Friday, December 30, 2011

Gun Laws NV


I offer no legal advice.  I am just a gal who has a little blog.  I don't know the laws of your state and I am not an expert on the laws of my state.  I am definitely not a lawyer. I don't know your level of training.  I don't know your emotional maturity level.  I just like to connect with others so take this for what it is.  An opportunity to discuss, women, guns, self defense and such.


Relevant Nevada Statutes
NRS 200.120 "Justifiable homicide" defined.
Justifiable homicide is the killing of a human being in necessary self-defense, or in defense of habitation, property or person, against one who manifestly intends, or endeavors, by violence or surprise, to commit a felony, or against any person or persons who manifestly intend and endeavor, in a violent, riotous, tumultuous or surreptitious manner, to enter the habitation of another for the purpose of assaulting or offering personal violence to any person dwelling or being therein.
NRS 200.130 Bare fear insufficient to justify killing; reasonable fear required.
A bare fear of any of the offenses mentioned in NRS 200.120, to prevent which the homicide is alleged to have been committed, shall not be sufficient to justify the killing. It must appear that the circumstances were sufficient to excite the fears of a reasonable person, and that the party killing really acted under the influence of those fears and not in a spirit of revenge.




Here are the legal statutes for justifiable or excusable homicide in Nevada.  Now, we all know the law is also subject to political pressures and how a jury of your peers might view the issue.  Here in Nevada, we take a pretty dim view of people breaking down doors or climbing through windows to get at you or your stuff.  Now, I am not saying you can shoot people for stealing your stuff.  On the other hand, it is generally considered that if someone is in your home without your permission that there is a threat to yourself.  Whether or not that threat is imminent is dependent on a number of factors.  Someone who sees you and turns and runs out the door is not an imminent threat.  Someone advancing on you in a threatening manner is.  

I think we can all agree that no one wants to hurt anyone else but that some of us have decided based on the facts at hand that self defense is a viable option and self defense with a gun is also a viable option.  The gun is a tool and if I have gun, then I am going to train with it and read up on the issues.  

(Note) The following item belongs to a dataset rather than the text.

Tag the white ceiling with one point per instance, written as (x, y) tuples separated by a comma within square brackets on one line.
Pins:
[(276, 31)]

NRS 200.150 Justifiable or excusable homicide.
All other instances which stand upon the same footing of reason and justice as those enumerated shall be considered justifiable or excusable homicide.
NRS 200.160 Additional cases of justifiable homicide.
Homicide is also justifiable when committed:
  1. 1. In the lawful defense of the slayer, or his or her husband, wife, parent, child, brother or sister, or of any other person in his or her presence or company, when there is reasonable ground to apprehend a design on the part of the person slain to commit a felony or to do some great personal injury to the slayer or to any such person, and there is imminent danger of such design being accomplished; or
  2. 2. In the actual resistance of an attempt to commit a felony upon the slayer, in his or her presence, or upon or in a dwelling, or other place of abode in which the slayer is.
NRS 200.190 Justifiable or excusable homicide not punishable.
The homicide appearing to be justifiable or excusable, the person indicted shall, upon trial, be fully acquitted and discharged.
NRS 200.200 Killing in self-defense.
If a person kills another in self-defense, it must appear that:
  1. 1. The danger was so urgent and pressing that, in order to save the person's own life, or to prevent the person from receiving great bodily harm, the killing of the other was absolutely necessary; and
  2. 2. The person killed was the assailant, or that the slayer had really, and in good faith, endeavored to decline any further struggle before the mortal blow was given.